Let Google Know What’s Up
When fixing an issue like duplicate content, you’ll also want to make sure that you are linking to the canonical URLs internally throughout your site. You can use a tool like the Moz crawler or Xenu to identify these links. Once the canonicals were created and the internal links were checked, we resubmitted the sitemap to Google Webmaster Tools, making sure that the preferred canonical URLs were referenced in the sitemap. Your sitemap has to match the canonicals, and the URLs that your site allows users to navigate to internally should match the sitemap wherever possible (and that should be almost everywhere).
Within weeks of making the canonical tag updates and resubmitting the sitemap to Webmaster Tools, we were seeing results. The site saw more than a 50 percent increase in the number of Google search queries for which it was being displayed. This led to a 25 percent increase in impressions, which resulted in an increase in clicks and a steady increase in visits over the next several months. Because we were able to consolidate the credit for the content, Google rewarded us.
We saw more than a 50 percent increase in Google Search Queries after the Canonical change was implemented.
Huge increases in new visits and Goal Completions in the 3 months following our changes.
The query screenshot from Google Webmaster Tools was taken before Google began stripping most, or all, of client keyword data, but the increase in traffic speaks volumes for the efficacy of this simple fix.
We’ll be the first people to tell you that impressions and traffic isn’t usually the best barometer for determining the success of a website, but this example just goes to show the impact that a small tweak can have on your website’s SEO.

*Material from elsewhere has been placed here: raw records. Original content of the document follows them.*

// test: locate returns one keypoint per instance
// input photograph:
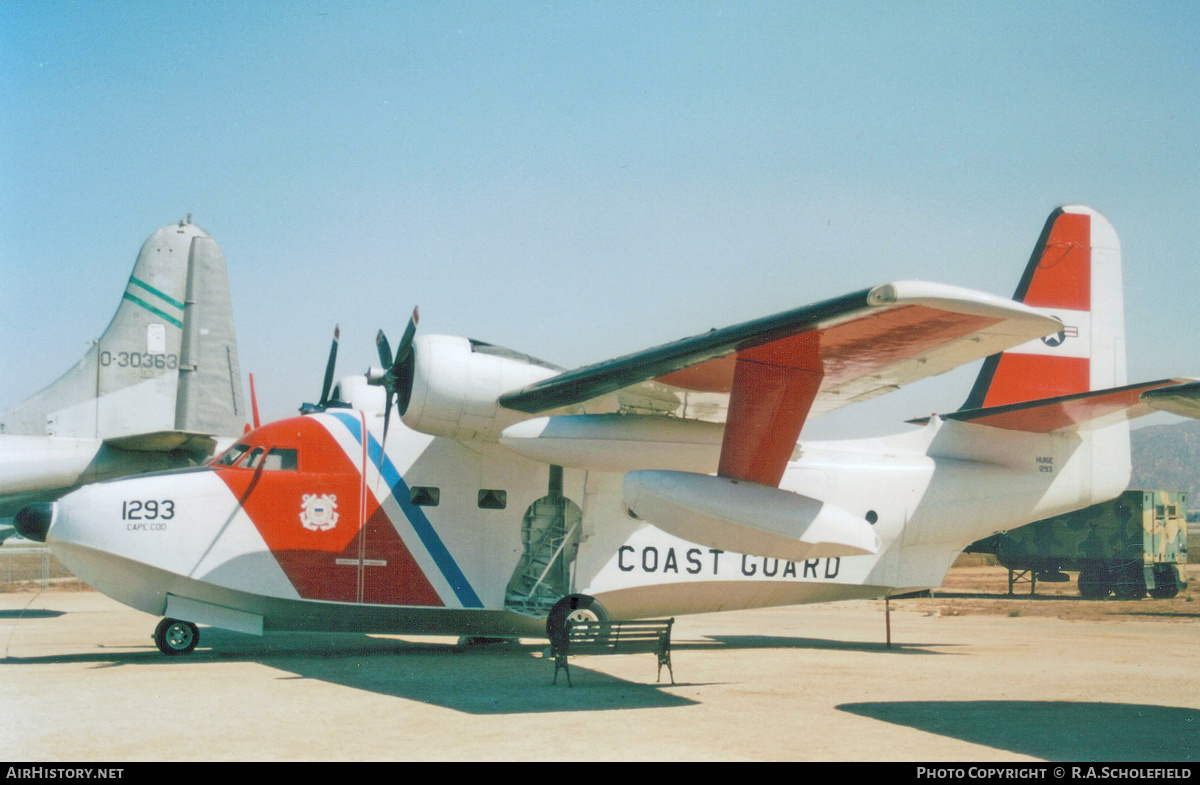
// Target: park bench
(613, 637)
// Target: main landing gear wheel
(173, 636)
(580, 610)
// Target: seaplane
(466, 489)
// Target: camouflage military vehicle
(1128, 546)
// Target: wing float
(778, 371)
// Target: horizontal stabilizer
(745, 517)
(165, 442)
(1177, 399)
(1084, 411)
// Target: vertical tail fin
(167, 361)
(1074, 274)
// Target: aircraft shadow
(30, 613)
(768, 641)
(1053, 730)
(509, 678)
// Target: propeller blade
(406, 343)
(329, 367)
(384, 349)
(397, 370)
(253, 400)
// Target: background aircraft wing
(864, 343)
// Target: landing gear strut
(173, 636)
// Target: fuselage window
(424, 496)
(492, 499)
(281, 460)
(231, 456)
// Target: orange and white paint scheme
(463, 489)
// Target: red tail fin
(1074, 274)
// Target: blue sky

So, be on the look out for duplicate content issues. The duplicate content described in this post went under the radar for much longer than it should have. Even if you think a site is set up properly, it’s smart to do a check at least every few months to be sure everything is up to snuff. Few if any SEO tactics are a one-and-done fix. Regular evaluation of your websites and your strategies will allow you to work proactively, instead of reactively, as the digital industry continues to evolve.